Israel immediately blamed the kidnappings on militants from Hamas, the Islamist movement that controls Gaza, rounding up hundreds of suspected members in the West Bank.

The brutal revenge killing of Abu Khdeir was followed by an uptick in rocket fire from Gaza, and the launch on July 8 of a full-scale Israeli military operation against the Palestinian enclave.

Hamas denounced the delay in the verdict for Ben-David, calling it "proof of the occupier's racism and the cover it gives to settlers' crimes."

The head of a coalition of Arab Israeli political parties also criticised the court's decision, saying "when the murderers are Jewish, they benefit from the protection of judicial institutions." "Sometimes it is prohibited to reveal their names and other times they suffer from psychological troubles," Ayman Odeh, a member of the Israeli parliament, said in a statement.

Abu Khdeir's name was initially included on an Israeli memorial to victims of "terror attacks," but it was removed after his family objected, with his father saying he was Palestinian, not Israeli.
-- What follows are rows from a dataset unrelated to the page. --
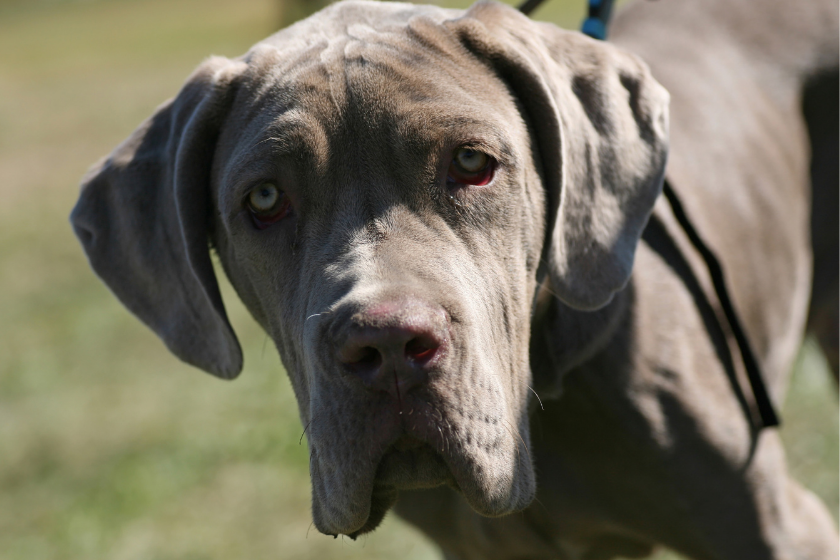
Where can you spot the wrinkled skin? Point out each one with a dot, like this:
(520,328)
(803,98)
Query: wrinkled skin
(417,315)
(360,138)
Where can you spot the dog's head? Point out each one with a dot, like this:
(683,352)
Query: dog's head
(385,185)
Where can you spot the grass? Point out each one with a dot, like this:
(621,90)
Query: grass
(109,447)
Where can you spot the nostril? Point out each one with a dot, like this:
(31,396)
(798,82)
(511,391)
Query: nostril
(420,351)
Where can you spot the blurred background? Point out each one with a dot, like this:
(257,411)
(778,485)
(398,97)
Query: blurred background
(109,447)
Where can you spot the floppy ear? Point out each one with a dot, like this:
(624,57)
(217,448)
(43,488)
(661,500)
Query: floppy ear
(142,218)
(601,123)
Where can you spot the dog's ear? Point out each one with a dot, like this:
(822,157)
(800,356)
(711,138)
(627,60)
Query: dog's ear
(601,123)
(142,218)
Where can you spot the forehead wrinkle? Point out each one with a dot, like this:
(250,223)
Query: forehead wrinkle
(294,135)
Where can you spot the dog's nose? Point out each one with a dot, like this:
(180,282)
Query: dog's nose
(392,346)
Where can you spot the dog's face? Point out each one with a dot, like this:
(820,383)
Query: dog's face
(384,184)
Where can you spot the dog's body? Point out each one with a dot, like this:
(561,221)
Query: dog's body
(418,314)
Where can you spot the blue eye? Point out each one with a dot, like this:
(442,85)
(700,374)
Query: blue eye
(267,204)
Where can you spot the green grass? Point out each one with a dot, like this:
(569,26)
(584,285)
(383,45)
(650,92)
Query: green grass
(109,447)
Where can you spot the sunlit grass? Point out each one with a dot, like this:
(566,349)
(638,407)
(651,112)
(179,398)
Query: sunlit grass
(109,447)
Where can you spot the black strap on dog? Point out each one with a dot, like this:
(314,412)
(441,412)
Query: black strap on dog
(595,25)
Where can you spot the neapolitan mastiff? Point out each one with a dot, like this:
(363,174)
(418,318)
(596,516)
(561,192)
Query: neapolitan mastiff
(438,215)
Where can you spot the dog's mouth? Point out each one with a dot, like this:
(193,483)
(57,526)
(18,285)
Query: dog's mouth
(479,451)
(408,464)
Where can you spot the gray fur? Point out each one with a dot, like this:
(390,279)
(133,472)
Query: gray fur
(355,113)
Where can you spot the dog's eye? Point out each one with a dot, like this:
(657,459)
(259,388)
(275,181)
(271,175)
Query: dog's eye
(267,205)
(470,167)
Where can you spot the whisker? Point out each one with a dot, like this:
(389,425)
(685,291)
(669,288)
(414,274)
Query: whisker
(536,395)
(300,441)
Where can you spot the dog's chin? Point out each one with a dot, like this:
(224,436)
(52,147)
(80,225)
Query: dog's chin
(409,464)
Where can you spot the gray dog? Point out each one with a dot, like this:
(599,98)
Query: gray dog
(435,215)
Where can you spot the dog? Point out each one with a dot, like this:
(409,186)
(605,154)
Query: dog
(450,224)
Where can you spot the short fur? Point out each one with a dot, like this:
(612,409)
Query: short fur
(529,283)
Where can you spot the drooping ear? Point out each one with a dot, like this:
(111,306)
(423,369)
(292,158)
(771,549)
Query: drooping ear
(601,123)
(142,218)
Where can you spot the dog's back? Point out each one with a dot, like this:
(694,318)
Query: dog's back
(740,74)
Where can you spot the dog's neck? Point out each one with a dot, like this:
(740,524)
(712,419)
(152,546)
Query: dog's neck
(563,338)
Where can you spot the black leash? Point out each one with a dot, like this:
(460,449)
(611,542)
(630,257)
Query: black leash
(595,25)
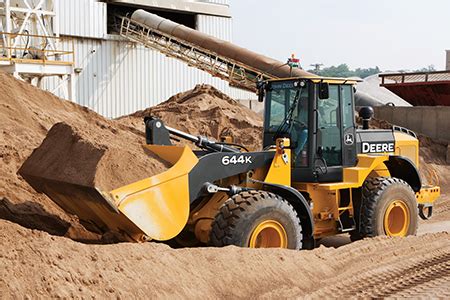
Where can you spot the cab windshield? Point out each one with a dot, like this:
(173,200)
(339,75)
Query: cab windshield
(281,96)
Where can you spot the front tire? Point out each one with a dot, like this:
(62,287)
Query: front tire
(257,219)
(388,208)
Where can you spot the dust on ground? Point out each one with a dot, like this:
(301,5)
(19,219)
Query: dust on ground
(36,263)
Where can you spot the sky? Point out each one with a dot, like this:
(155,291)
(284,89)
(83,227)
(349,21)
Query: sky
(390,34)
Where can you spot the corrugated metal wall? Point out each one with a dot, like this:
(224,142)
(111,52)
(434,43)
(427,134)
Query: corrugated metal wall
(118,77)
(85,18)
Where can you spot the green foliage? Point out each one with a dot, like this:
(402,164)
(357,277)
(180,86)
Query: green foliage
(430,68)
(343,71)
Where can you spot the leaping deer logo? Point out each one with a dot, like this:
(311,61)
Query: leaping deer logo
(348,139)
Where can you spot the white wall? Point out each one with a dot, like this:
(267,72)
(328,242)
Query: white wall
(118,77)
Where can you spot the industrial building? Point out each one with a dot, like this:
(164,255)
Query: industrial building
(92,64)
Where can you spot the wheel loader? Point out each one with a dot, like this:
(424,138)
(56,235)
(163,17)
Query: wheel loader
(317,174)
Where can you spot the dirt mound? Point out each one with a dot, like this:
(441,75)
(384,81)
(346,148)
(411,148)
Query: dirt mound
(27,113)
(90,150)
(206,111)
(69,269)
(95,156)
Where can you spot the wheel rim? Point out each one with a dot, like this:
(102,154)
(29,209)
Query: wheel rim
(268,234)
(396,219)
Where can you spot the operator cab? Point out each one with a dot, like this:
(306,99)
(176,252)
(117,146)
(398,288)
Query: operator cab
(317,115)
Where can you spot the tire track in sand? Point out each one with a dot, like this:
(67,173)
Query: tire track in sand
(427,277)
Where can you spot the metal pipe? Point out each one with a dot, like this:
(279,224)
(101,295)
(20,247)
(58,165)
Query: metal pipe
(221,47)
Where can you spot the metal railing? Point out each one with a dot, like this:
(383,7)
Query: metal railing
(234,72)
(36,49)
(416,77)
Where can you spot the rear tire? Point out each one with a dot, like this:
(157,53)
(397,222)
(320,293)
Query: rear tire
(388,208)
(257,219)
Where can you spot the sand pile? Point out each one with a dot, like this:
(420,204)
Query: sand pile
(206,111)
(413,266)
(86,149)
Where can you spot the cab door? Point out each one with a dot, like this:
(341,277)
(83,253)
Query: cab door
(335,134)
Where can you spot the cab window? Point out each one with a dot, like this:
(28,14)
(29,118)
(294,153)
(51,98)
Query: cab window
(329,129)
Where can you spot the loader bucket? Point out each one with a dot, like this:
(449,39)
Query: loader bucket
(153,208)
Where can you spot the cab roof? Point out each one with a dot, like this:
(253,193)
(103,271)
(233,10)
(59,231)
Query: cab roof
(317,79)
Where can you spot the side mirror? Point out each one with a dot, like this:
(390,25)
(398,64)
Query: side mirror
(366,113)
(261,87)
(324,90)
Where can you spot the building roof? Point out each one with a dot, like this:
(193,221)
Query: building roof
(180,5)
(370,91)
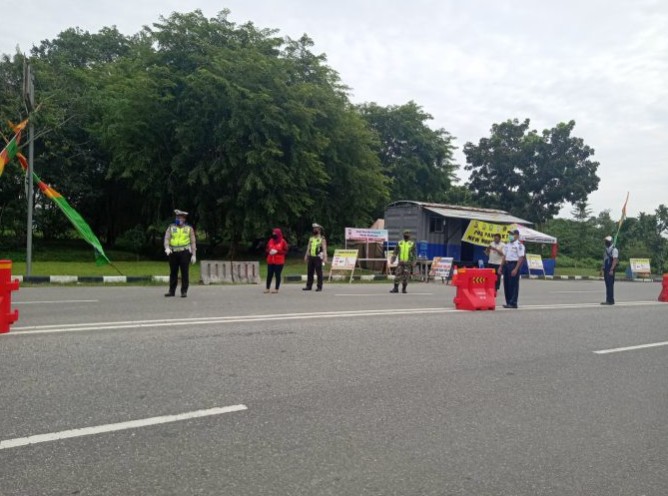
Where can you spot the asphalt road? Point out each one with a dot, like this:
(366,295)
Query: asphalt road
(351,391)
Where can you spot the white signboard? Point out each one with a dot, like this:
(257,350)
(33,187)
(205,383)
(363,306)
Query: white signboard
(640,265)
(535,262)
(441,267)
(366,235)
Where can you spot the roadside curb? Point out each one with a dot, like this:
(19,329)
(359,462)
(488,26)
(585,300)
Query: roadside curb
(65,279)
(90,279)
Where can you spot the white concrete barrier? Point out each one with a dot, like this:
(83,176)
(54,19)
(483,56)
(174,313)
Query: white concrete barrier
(246,272)
(215,271)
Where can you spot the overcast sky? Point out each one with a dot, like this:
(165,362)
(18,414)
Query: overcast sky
(469,63)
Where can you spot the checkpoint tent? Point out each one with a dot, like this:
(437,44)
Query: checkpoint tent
(370,242)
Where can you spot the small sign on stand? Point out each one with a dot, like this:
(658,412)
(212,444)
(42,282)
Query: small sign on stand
(441,267)
(343,261)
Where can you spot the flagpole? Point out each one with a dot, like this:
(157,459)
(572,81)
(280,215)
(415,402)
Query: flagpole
(29,98)
(621,220)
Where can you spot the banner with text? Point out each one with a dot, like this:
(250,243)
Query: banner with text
(344,260)
(366,235)
(482,233)
(640,265)
(535,262)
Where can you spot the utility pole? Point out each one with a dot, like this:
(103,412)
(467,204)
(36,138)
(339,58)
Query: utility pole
(29,98)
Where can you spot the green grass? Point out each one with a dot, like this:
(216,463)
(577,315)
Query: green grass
(293,266)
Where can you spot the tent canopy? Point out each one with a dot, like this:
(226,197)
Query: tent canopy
(532,236)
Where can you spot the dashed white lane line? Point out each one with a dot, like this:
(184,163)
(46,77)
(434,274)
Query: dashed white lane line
(631,348)
(48,302)
(120,426)
(241,319)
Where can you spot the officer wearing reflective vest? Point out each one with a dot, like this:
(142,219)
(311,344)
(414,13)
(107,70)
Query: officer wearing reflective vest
(406,255)
(180,247)
(315,257)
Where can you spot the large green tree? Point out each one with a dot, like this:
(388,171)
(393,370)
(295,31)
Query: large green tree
(417,160)
(528,173)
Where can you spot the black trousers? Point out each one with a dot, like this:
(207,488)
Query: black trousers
(274,270)
(179,260)
(314,266)
(498,276)
(609,286)
(511,284)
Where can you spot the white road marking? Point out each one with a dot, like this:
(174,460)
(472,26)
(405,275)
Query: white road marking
(120,426)
(379,294)
(569,292)
(199,321)
(46,302)
(631,348)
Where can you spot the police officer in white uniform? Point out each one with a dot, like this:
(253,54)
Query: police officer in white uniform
(513,258)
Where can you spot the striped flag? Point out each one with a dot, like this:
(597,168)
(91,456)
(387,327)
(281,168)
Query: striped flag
(12,148)
(74,217)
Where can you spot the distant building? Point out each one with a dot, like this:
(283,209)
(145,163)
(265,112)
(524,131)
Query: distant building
(438,228)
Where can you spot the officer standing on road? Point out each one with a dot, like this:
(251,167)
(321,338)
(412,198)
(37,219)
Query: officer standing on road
(315,257)
(494,253)
(610,259)
(180,247)
(406,253)
(513,258)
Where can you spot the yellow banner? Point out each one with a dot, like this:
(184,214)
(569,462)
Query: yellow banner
(482,233)
(640,265)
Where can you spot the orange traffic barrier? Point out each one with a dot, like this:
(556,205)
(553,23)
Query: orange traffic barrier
(663,296)
(7,317)
(476,290)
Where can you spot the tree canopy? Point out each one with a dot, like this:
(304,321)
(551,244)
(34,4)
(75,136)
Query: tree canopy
(530,174)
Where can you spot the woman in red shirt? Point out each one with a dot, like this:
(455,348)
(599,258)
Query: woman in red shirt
(277,248)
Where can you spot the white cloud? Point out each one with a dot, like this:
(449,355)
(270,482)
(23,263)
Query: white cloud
(469,64)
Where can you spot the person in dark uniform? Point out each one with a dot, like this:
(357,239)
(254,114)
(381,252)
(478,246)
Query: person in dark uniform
(180,247)
(513,258)
(610,259)
(315,257)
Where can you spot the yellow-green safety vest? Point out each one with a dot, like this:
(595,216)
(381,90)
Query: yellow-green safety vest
(405,248)
(315,246)
(180,237)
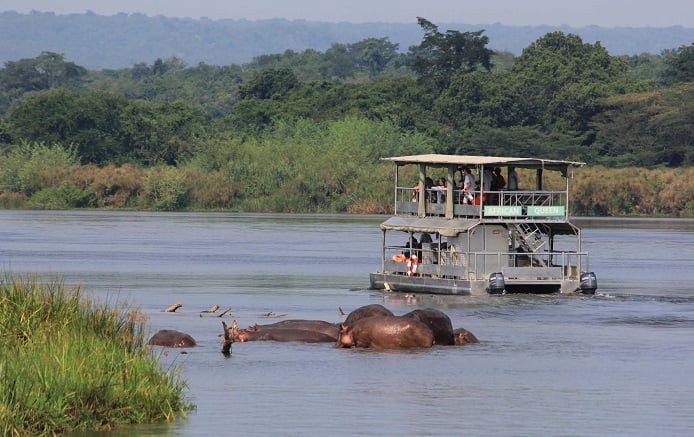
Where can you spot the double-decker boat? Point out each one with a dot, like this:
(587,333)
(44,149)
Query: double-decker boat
(446,239)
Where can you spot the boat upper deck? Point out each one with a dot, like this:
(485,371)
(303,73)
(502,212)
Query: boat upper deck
(483,201)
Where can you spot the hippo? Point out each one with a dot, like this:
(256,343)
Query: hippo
(439,323)
(367,311)
(331,329)
(463,336)
(171,338)
(386,332)
(280,334)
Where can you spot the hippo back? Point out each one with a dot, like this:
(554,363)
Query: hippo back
(439,323)
(365,312)
(172,338)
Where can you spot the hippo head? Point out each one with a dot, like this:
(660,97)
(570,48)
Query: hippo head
(462,336)
(238,334)
(345,338)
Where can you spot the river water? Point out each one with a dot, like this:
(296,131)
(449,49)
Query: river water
(618,363)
A fresh wave of violence erupted in Israel, the West Bank and the Gaza Strip at the start of October, including knife, gun and car-ramming attacks as well as protests by Palestinians.

Violence since Oct 1 has left 101 dead on the Palestinian side, including an Arab Israeli, as well as 17 Israelis, an American and an Eritrean.

Many of the Palestinians killed have been alleged attackers, while others have been shot dead by Israeli security forces during clashes.